Han pasado meses desde aquel día en el despacho del abogado, pero la herida todavía duele, a veces punza con fuerza, otras veces solo es un latido sordo que me recuerda que sobreviví. Me he acostumbrado a la soledad, a esa compañera silenciosa que no juzga ni exige.
Aprendí que no todo lo que brilla es oro, que no todos los “para siempre” están destinados a durar, y que el amor, cuando es verdadero, no duele así.
Que el amor no es una cadena, ni un contrato, ni un peso que se arrastra.
Que el amor es libertad.
He recogido mis pedazos dispersos, con las manos temblorosas y el corazón abierto, y los he convertido en fuerza.
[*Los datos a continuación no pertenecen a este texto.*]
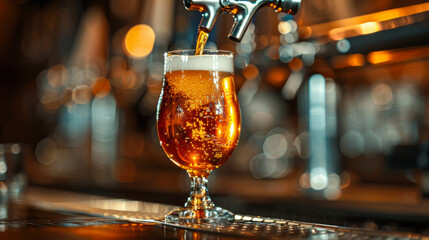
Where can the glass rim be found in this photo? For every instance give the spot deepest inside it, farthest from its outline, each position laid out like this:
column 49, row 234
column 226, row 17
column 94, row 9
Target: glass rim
column 206, row 52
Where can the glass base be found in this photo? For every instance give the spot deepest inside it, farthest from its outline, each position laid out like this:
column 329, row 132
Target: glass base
column 185, row 216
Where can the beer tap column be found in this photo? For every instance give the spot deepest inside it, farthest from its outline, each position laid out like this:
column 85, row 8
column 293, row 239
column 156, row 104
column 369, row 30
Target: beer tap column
column 242, row 11
column 210, row 9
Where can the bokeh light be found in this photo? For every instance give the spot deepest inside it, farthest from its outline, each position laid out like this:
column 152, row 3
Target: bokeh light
column 139, row 41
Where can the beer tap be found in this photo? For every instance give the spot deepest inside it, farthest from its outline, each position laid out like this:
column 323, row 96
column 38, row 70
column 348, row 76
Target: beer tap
column 242, row 11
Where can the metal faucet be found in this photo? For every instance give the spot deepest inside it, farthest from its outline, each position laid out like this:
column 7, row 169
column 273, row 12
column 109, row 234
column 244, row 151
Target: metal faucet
column 242, row 11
He vuelto a mirarme en el espejo, esta vez sin miedo, sin máscaras.
Sé que fui joven, (veintiuno, cuando me divorcié), que me equivoqué, que me permití caer en un espejismo.
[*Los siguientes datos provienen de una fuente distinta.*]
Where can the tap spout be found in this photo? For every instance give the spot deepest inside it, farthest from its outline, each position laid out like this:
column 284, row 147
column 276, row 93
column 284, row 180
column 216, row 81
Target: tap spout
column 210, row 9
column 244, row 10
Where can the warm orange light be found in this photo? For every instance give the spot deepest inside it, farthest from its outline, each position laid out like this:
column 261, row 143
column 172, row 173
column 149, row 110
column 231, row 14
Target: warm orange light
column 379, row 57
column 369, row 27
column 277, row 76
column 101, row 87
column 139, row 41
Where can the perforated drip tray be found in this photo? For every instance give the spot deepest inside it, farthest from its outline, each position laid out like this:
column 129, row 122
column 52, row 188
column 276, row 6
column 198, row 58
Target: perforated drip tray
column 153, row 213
Pero también sé que esa experiencia me enseñó a ser más sabia, más valiente.
Me enseñó a reconocer mis límites y a no conformarme con menos de lo que merezco. Y aunque el camino sigue siendo incierto, camino con paso firme, con la certeza de que lo mejor está por venir. Porque, a veces, hay que perder para poder encontrarse.
Este capítulo de mi vida queda cerrado, no con rencor, sino con gratitud.
Gracias a ese “para siempre” fallido aprendí a amar de verdad, empezando por mí misma.
Ahora, dejo atrás las sombras y abro las ventanas para que entre la luz.